Measure actual wire size with curl -o /dev/null -w "%{size_download}" and compare against the uncompressed figure to confirm real savings.
Confirm Vary: Accept-Encoding is set so CDN caches do not serve a Brotli-encoded response to a client that only supports gzip or plain text.
For Brotli: verify that the reverse proxy (nginx or Caddy) has the Brotli module compiled in — it is not bundled by default in many nginx distributions. Apache requires mod_brotli.

By the numbers

Compression turns payload size into a bandwidth and latency trade-off.

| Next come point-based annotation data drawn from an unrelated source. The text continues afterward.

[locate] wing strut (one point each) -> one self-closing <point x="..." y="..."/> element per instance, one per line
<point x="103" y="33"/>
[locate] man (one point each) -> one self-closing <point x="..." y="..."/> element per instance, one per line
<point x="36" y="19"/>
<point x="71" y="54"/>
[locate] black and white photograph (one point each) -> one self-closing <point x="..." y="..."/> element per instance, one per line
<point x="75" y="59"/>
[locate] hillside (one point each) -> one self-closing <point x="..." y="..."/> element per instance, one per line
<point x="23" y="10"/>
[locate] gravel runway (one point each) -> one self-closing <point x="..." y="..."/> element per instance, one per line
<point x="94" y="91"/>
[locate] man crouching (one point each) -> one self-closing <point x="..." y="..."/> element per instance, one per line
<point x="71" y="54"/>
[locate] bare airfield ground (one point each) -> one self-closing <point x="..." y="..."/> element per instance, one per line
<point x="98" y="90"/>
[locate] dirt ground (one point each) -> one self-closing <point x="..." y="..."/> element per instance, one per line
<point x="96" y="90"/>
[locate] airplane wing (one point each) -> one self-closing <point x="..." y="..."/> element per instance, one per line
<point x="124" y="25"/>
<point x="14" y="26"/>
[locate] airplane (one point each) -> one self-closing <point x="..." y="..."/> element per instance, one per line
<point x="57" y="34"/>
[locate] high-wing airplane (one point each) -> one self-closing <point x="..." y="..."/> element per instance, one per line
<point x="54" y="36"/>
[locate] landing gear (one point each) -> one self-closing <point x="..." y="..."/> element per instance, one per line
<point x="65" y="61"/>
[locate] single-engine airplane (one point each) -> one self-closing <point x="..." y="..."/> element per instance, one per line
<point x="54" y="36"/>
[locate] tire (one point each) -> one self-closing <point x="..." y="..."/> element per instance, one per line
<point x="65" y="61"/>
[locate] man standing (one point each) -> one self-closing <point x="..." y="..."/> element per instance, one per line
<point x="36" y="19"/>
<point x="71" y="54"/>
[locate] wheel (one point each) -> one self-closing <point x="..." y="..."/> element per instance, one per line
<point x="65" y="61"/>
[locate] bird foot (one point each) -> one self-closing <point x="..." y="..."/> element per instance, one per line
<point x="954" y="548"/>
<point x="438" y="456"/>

The governing formula:

bandwidth_saved_MB_s = QPS × payload_bytes × compression_ratio / 1_000_000 cpu_cost_ms_per_req ≈ 1–5 ms (gzip level 6) or 0.5–2 ms (Brotli quality 4) # server-side break_even_size ≈ 150 bytes # below this, gzip header overhead exceeds savings

Scenario: a reporting API returning user analytics. Each JSON response is 12 KB uncompressed. After gzip it compresses to ~3 KB — a 75% reduction, typical for verbose JSON with repeated field names.

Payload size → compressed size trace at 5,000 req/s:

Payload (raw)	gzip size	Ratio	Bandwidth saved @ 5 k req/s	Compress?
300 bytes (small JSON)	~310 bytes	bloats	−0.05 MB/s (worse)	No — overhead exceeds savings
800 bytes	~480 bytes	40%	+1.6 MB/s saved	Borderline — marginal gain
1.5 KB	~600 bytes	60%	+4.5 MB/s saved	Yes
12 KB (scenario)	~3 KB	75%	+45 MB/s saved	Yes — clear win
100 KB (large report)	~18 KB	82%	+410 MB/s saved	Yes — significant
JPEG image (100 KB)	~100 KB	~0%	≈ 0	No — already binary-compressed

Worked trace — 12 KB JSON at 5,000 req/s:

payload_raw = 12,288 bytes (12 KB) payload_gzip = 3,072 bytes (3 KB — 75% reduction) QPS = 5,000 requests/second # Bandwidth saved: bandwidth_saved = 5,000 req/s × (12,288 - 3,072) bytes = 5,000 × 9,216 = 46,080,000 bytes/s ≈ 45 MB/s saved on the wire # CPU cost on the server (gzip level 6, modern CPU ~200 MB/s throughput): compress_time_per_req = 12,288 bytes / (200 × 1024 × 1024 bytes/s) ≈ 0.06 ms per response total_cpu_overhead = 5,000 req/s × 0.06 ms = 300 ms of CPU per second = 0.03 CPU cores at 5k req/s ← negligible # Transfer time saving on a 10 Mbps mobile link (1.25 MB/s): time_raw = 12,288 / 1,250,000 = 9.8 ms per response time_gzip = 3,072 / 1,250,000 = 2.5 ms per response latency_saved_per_req = 9.8 - 2.5 = 7.3 ms per mobile client request

Decision math — when to compress:

Compress when: payload_raw > break_even_size (~150 bytes for gzip, ~100 bytes for Brotli) AND content is compressible (text, JSON, XML, HTML — not images, ZIP, video) AND bandwidth is the constraint (mobile link, cross-region, metered egress) Do NOT compress when: payload < ~150 bytes → gzip 18-byte header + 8-byte trailer bloats small responses content is already binary → JPEG, PNG, MP4, PDF, gzip-of-gzip yields zero saving CPU is the bottleneck on constrained hardware → IoT devices, serverless with tiny RAM Threshold formula: compression_worthwhile = (payload_raw × ratio) > gzip_overhead at ratio=0.75: payload_raw × 0.75 > 26 bytes → payload_raw > 35 bytes (gzip overhead only) in practice: set gzip_min_length 256 to skip tiny responses safely

Sources: nginx gzip module — gzip_min_length; RFC 1952 — GZIP format specification; RFC 7932 — Brotli Compressed Data Format; web.dev — Enable text compression.

🧠 Quick check

1. Why can't a program send a pointer (memory address) directly to another process over the network?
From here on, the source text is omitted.